Ce qu’ils en pensent

Larbi Ben Othmane Universitaire, Il y a des ministères incontournables, comme le ministère des Finances ou celui des Affaires étrangères. Mais il y a également des ministères qui ne doivent leur existence qu’aux nécessités du dosage politique.

Larbi Ben Othmane Universitaire
Il y a des ministères incontournables, comme le ministère des Finances ou celui des Affaires étrangères. Mais il y a également des ministères qui ne doivent leur existence qu’aux nécessités du dosage politique. Ils ne sont pas là pour promouvoir une politique d’intérêt général mais pour satisfaire tel ou tel parti politique.
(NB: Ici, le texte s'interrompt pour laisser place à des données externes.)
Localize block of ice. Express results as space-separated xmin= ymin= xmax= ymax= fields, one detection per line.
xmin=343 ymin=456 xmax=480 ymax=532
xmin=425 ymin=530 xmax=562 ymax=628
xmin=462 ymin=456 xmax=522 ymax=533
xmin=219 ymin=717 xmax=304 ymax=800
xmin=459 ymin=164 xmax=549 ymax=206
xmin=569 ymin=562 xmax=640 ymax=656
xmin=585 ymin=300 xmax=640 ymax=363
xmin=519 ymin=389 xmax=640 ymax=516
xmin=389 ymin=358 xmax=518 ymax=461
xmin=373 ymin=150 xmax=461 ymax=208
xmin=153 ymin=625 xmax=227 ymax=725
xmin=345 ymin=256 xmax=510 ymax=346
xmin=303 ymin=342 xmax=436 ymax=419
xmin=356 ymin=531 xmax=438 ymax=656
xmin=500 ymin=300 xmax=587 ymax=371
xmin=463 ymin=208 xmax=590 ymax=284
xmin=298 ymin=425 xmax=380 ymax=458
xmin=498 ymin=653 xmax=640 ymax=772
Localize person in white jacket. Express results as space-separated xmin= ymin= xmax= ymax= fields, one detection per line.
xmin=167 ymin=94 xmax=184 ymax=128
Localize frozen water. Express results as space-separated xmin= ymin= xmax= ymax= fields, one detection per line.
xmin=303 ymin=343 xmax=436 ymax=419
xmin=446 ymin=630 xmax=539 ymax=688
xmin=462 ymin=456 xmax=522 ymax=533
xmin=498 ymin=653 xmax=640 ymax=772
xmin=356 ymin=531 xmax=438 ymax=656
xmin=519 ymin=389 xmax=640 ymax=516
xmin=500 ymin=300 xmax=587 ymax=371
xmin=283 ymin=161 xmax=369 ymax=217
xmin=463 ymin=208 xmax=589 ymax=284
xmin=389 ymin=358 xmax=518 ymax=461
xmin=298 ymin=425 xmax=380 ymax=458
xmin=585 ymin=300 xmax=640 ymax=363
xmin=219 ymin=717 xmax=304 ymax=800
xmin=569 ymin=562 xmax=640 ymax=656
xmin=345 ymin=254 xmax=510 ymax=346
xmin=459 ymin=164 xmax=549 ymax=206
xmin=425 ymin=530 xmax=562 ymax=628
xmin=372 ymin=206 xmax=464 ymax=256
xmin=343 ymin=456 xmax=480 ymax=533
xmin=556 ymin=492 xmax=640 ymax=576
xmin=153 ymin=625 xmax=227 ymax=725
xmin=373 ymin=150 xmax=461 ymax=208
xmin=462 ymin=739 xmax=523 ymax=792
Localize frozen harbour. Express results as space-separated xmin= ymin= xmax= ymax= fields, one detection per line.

Abdelali Benamour Militant associatif
L’architecture du gouvernement doit s’articuler autour de ministères politiques (Affaires étrangères, Justice, Sécurité, Affaires administratives, Communication et Relations avec le Parlement). Des ministères à caractère économique (Economie et Finances, Industrie et mines comprenant l’énergie et les télécoms, Agriculture et pêche, Equipement transport et habitat, Tourisme et loisir et enfin Collectivités locales aménagement du territoire et environnement) et enfin deux ministères à caractère social (Education nationale et culture, Santé et affaires sociales). Une vingtaine de ministères tout au plus.

Driss Lachgar
Président du groupe parlementaire de l’USFP
Le fait qu’on soit en période transitoire a fait que l’on a cherché à faire participer le maximum d’acteurs politiques, ce qui entraîné cette situation où il y a beaucoup de ministres. Cependant, le nombre ne devient gênant que quand il y a enchevêtrement des compétences.

Lahcen Daoudi
Membre du secrétariat général du PJD
C’est une contrainte de rationalité que d’avoir un gouvernement ramassé, composé d’une vingtaine de départements au grand maximum. Il faut que le premier ministre puisse gérer le pays et non passer son temps à gérer ses ministres.